Accepted Paper:

Knowledge production and the National Museum  

Author:

Kristin Kuutma (University of Tartu)

Paper short abstract:

This presentation proposes to focus on the making of scholarly knowledge in the context of cultural heritage research and its social dissemination or contestation in the museum space. I will study the institutionalized context and the politicized framework of ethnographic studies in Soviet Estonia.

Paper long abstract:

This presentation proposes to focus on the making of scholarly knowledge in the context of cultural heritage research and its social dissemination or contestation in the museum space. I will study the institutionalized and the politicized framework of ethnographic studies in Soviet Estonia. The museal 'knowledge production' practices represent ambivalently the expertise and institutions engaged in the research and collecting of cultural heritage, and their interaction with the general public in that process from a historical perspective under particular socio-political circumstance. The institutionalized context thus defined and the time constraint guides my perspective on the ideological shifts affecting ethnographic studies. The empirical material for the analysis of the formation of ethnographic sources and ethnographic collecting practices are based on the institutionalized knowledge deposited at the Estonian National Museum.

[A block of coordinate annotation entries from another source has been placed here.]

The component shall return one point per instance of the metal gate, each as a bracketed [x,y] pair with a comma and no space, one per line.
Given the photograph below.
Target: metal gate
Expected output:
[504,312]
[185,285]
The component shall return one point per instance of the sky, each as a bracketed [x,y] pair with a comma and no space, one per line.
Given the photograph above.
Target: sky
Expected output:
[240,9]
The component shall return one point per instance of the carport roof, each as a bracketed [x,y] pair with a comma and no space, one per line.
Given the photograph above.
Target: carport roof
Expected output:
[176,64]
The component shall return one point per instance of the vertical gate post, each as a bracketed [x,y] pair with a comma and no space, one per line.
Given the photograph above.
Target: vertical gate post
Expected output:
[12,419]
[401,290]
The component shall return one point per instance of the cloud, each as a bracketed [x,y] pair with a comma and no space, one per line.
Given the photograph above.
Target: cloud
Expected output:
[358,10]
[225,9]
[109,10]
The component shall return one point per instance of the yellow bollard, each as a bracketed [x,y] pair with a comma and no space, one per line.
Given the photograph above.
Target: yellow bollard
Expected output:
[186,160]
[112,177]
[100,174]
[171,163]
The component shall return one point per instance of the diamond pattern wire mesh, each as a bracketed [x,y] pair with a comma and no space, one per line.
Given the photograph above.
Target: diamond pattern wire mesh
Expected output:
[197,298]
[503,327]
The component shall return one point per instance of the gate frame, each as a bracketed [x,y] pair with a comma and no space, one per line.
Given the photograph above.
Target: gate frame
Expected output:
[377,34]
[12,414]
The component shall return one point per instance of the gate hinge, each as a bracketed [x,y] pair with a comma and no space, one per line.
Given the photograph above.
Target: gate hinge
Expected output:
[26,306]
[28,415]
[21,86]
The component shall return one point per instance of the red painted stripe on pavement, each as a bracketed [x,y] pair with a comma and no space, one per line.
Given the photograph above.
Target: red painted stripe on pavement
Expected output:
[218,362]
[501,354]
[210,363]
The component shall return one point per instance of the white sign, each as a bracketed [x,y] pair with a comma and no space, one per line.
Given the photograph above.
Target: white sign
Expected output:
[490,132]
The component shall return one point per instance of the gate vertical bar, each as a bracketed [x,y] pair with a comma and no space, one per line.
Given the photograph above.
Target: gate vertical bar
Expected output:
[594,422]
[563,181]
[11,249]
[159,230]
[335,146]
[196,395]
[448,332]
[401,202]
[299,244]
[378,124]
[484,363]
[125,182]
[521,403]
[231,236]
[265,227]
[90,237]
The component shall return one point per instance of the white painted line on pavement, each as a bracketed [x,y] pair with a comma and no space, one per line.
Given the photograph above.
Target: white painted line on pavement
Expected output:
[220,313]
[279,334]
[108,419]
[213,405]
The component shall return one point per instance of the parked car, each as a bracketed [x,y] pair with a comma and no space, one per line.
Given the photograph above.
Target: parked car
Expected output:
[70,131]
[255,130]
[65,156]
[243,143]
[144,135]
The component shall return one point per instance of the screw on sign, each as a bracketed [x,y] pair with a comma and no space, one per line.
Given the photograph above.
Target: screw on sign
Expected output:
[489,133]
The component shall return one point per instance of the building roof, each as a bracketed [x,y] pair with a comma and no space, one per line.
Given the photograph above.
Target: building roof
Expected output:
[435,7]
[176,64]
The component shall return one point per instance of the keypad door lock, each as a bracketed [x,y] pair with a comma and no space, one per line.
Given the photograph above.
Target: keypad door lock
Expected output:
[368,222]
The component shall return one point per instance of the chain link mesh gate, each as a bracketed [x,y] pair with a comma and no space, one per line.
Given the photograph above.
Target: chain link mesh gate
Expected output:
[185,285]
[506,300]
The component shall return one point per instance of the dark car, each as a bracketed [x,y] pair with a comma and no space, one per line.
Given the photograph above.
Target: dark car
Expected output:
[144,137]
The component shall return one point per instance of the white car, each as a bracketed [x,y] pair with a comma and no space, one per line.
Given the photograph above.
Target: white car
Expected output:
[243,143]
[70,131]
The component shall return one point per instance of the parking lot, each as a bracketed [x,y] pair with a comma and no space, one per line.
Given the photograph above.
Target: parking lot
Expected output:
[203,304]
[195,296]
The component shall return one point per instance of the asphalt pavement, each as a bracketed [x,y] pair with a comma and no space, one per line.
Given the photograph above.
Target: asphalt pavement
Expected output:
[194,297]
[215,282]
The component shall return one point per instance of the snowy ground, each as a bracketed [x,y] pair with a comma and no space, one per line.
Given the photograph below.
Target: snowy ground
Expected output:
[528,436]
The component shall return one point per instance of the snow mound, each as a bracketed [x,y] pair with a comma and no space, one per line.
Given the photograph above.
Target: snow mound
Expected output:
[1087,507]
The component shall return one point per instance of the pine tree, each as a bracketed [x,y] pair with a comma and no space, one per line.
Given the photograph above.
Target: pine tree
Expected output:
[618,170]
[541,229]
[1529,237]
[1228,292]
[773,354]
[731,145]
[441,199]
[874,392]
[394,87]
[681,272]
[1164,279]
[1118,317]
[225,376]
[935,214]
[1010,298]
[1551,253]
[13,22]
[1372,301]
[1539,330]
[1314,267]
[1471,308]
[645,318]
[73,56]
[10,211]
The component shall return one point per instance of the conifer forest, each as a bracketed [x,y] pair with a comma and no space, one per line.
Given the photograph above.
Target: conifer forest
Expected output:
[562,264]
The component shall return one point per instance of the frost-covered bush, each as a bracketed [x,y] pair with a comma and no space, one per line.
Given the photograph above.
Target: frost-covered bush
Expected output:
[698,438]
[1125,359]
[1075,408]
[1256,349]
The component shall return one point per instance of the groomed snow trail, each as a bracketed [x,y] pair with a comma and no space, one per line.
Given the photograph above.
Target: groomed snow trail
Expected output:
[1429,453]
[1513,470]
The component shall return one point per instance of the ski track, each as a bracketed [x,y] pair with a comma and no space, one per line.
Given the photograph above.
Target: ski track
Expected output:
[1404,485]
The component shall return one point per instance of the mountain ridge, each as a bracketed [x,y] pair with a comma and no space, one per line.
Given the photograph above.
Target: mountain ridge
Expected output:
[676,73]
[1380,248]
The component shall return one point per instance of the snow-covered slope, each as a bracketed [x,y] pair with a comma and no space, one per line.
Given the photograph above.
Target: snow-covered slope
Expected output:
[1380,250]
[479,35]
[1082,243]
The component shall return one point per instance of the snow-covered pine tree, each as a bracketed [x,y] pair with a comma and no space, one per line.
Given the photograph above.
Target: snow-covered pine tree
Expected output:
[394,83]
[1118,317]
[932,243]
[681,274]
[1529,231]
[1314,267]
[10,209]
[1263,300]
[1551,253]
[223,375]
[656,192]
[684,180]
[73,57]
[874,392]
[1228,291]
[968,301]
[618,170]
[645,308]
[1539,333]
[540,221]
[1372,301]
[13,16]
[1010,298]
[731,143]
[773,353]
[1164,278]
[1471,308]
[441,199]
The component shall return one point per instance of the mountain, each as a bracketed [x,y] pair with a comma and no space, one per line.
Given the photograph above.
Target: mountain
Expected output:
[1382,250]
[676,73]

The process of institutionalization denotes in essence a relocation from the margins to the centre - the establishment of canons, the conceptualization of paradigmatic truths and the fixation of sociocultural practices or products in a meaningful, manageable and celebrated format. The formation of a cultural/academic institution - both from the perspective of matter and practices - involves categorizations, exclusions and inclusions in identifying the knowledge to be sought and the representations created. The making of a museum, the establishment of depositories for past repertoires, and for records of past cultural practices and artefacts has inherently served the purpose of creating a national cultural heritage, which requires continuous critical retrospection.